Gravitas Investments

As part of its community development initiatives and commemoration of this year’s World Environment Day (WED), Gravitas Investments, on Monday, went on environmental sensitisation at Ajiran community in Eti-Osa area of Lagos State with a view to educating them on creating an environment that is safe and liveable.

Gravitas Investments is a real estate investment and development company, in collaboration with Lagos State government, is developing Gracefield Island. The island is an ambitious mixed-use city development sitting on about 100 hectares of land reclaimed from the Lagos Lagoon.
The company, which is a strong stickler to safe, liveable and sustainable environment, is highly concerned about the welfare and development of the community in which it operates. It had, in the past, done some enlightenment in the area of education for some communities, believing that education plays a big role in the environmental health of a people.

“As part of our community development initiatives, we have done other things in our communities, but this year, because of rising concerns about the environment, we decided to do this sensitisation which we planned as part of the World Environment Day,” Jumoke Owoyeye, the company’s business development officer, explained to BusinessDay in an interview on the sideline of the Tuesday event.

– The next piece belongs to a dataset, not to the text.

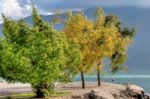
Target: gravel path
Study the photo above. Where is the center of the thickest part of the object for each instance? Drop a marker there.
(106, 89)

Ozoemezina Nwafor, urban planner at Gravitas, explained to the Ajiran community the need to have a decent environment free from waste and the resultant air pollution, which he said was hazardous.
Nwafor noted that the biggest changes and effects human beings could experience from air pollution were not only real damage to the environment, but also bad changes in the quality of life and severe issues to their health.

To reduce these, he advised the people not to burn household waste, explaining that, “by burning plastic, you release horrible toxic chemicals into the environment some of which will be sucked up by our own nose. Recycle your trash instead.”
The company went to the sensitisation with LasGidisRecyclers – a neighbourhood waste-recycling firm that specialises in PEP plastic and sachet water collection and recycles it into other useful products.

“We are building a new waste collection model; we have identified some streets in Lekki, VI and Ikoyi from where we collect PEP plastic bottles. We recycle these collected wastes in Awoyaya in Ibeju Lekki. We hope to crush them and recycle them into T-shirts, fibres and ropes,” Idu Okwuosa, LasgidisRecyclers’ managing partner, told BusinessDay in an interview.

Nwafor told the community that proper waste disposal was critical because, according to him, certain types of wastes could be hazardous and could contaminate the environment if not handled properly.
He added that improper waste disposal might severely endanger health and immediate environment, which was why Gravitas provided plastic waste bins running into hundreds that were distributed to the natives who participated in the sensitisation programme.

The community complained that the Lagos State Waste Management Authority (LAWMA) did not come to their area frequently to collect waste, adding that even when they did, bad roads did not allow them to go near individual houses.
They therefore requested that very big waste bins should be provided for them where household wastes could be dropped for easy collection by the waste management authority. Owoyeye assured that they would take their complaints to government and follow them up to ensure that they were addressed.